Upon both synchronization and feedback learning, agents that deviated more from their free gait were less stable, as shown by Figure 5. Some, however, had gait patterns closer to the input than their own free gait, shown by points on the lower-right of the plots (d(x S , x T ) < d(x S , x F ), and d(x L , x T ) < d(x L , x F ), respectively). A significant proportion of controllers in each stage were closer to the input pattern than the free pattern, as shown at the bottom right of each panel, which we call the “success rate.” Under synchronization, the learner was closer to the input for 43.5% of pairs. After feedback learning, the success rate was 23.7% among pairs where the feedback stage was run (total 15.7%). Hence, for some teacher-learner pairs, the combination of synchronization and feedback led to successful cultural transmission (see Supplementary Material for teacher-learner matrix plots). However, in other cases, the feedback led to a motion pattern unrelated to both the learner’s free motion and the teacher’s motion, as shown by the points in the top-right corner of Figure 5B. The low autocorrelation in this area implies that the feedback is leading to chaotic behaviour, and that the stabilization method can therefore be further optimized.

FIGURE 5.

FIGURE 5

Cultural transmission. Panel (A) shows a scatter plot of the sync-free difference against the sync-target difference for all pairs, with colour indicating the autocorrelation peak height, ranging from zero (dark blue) to one (light yellow). Points on the lower-right correspond to synchronized gaits that are closer to the teacher’s gait than the learner’s original gait. Panel (B) shows the equivalent plot for learned gaits.

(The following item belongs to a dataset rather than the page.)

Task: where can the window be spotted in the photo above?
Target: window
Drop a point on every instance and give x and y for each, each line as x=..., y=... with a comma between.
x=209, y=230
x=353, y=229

An example of successful synchronization and learning is shown in Figure 6A. While the shape of the autocorrelation was largely kept upon feedback learning, there was a slight change in period that increased the learn-to-target difference.

FIGURE 6.

FIGURE 6

Panel (A) shows an example of autocorrelation functions modified by synchronization and learning, for the same teacher-learner pair as in Figure 3. Each autocorrelation function is offset from the previous by 1 for visibility. For this pair, d(x S , x F ) = 0.279, d(x L , x F ) = 0.240, d(x S , z T ) = 0.002, d(x L , Z T ) = 0.145. Panel (B) shows the learning success rate and median autocorrelation peak height over all teacher-learner pairs as a function of the LIF decay rate Γ.

The main parameter that was tuned was the LIF decay rate Γ, which determines the window in which impulses from different limbs can be combined. As shown in Figure 6B, there is a trade-off between stability and flexibility, with a shorter window (higher Γ) increasing the success rate of learning but decreasing the average stability of the final gaits. This illustrates the importance of accurate timing in the feedback, as an impulse from one foot that reaches the LIF neuron early or late will either reduce the accuracy of the input pattern (long window) or destabilize the gait completely (short window).

5 Discussion

We have demonstrated a proof of principle of a simple social learning scheme for robot gaits. Useful behaviours can be imitated by only communicating a series of foot contact events, such as via audible footsteps. Depending on fidelity, the imperfect copying that we demonstrate (Winfield and Erbas, 2011) can generate behavioural diversification and/or cultural transmission, which can be seen as population-level processes of exploration and exploitation, respectively.

Our scheme is a potential starting point towards robot to robot imitation in evolving populations where morphologies can differ drastically. Alternatives involving visual processing are computationally intensive and rely on an understanding of an agent’s own body and that it is imitating. New ways of communicating behaviour, either implicitly or explicitly, using rhythmic signals, would be a valuable continuation on this path.

The ability to entrain to a stimulus is a prerequisite of the demonstrated technique. However, the CPG architecture used here is modular, so can be straightforwardly implemented in the modular framework typically used in an evolutionary robotics setting Hale et al. (2019).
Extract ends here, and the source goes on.